Experiences of Young Migrants Working in Urban Food Markets in Southern Ghana: Implications for Well-being and Social Policy
Joseph Kweku Assan

Set in the context of welfare availability in fragile urban societies in developing countries, this paper seeks to examine the risks, vulnerability and inequality experienced by young internal migrants currently working in food markets in large cities Southern Ghana. The paper also examines the nature and impact of the migration process and the implications for both local and national development policy. Questionnaire surveys, interviews and focus group discussions were triangulated to elicit the views and experiences of young migrants from Akuapem North and Dangme West Districts in southern-Ghana presently working in urban food markets Accra and Tema. Individual migrants were the unit of analysis for the study. The study reveals that rural out-migration involves both genders with evidence of vulnerability in relation to the weak and fragile and low social service provision by the state.

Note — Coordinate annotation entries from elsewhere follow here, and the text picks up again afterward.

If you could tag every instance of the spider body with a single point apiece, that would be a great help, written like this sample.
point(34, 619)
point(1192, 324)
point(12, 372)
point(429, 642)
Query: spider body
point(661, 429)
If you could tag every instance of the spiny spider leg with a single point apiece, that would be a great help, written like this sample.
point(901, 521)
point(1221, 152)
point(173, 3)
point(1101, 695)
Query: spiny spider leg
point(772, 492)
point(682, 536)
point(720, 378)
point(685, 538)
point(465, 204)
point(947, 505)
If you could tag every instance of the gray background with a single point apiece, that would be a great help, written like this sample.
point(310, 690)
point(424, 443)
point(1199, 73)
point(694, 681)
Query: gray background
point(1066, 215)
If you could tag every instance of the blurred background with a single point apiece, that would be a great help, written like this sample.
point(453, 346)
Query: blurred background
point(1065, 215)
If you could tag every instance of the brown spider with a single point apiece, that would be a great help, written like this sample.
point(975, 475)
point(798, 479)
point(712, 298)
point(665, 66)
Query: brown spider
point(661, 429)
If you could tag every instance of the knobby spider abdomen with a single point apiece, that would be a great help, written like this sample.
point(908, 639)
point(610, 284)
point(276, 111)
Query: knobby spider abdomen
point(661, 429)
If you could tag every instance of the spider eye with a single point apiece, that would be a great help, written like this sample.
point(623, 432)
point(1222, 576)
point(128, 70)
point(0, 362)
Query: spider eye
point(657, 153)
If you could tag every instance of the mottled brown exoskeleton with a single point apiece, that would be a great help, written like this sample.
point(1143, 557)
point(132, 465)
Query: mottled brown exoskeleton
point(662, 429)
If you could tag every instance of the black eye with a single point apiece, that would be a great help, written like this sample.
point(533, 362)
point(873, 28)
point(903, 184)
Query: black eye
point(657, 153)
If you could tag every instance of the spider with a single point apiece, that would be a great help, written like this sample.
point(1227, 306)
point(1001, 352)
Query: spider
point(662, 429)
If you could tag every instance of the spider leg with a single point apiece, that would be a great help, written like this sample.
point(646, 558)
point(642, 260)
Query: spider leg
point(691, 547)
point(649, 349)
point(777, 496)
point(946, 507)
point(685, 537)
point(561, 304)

It also identifies the absence of welfare support for young migrants. Whilst the productive capacity of young migrants could be enhanced by low cost labour opportunities in the urban informal sector, this tends to perpetuate a cycle of social vulnerability, inequality and exploitation. The paper recommends the introduction of employment and welfare programmes in cities with very high concentration of young migrants. It also proposes skill development policy programmes in peripheral rural districts and peri-urban communities in southern Ghana.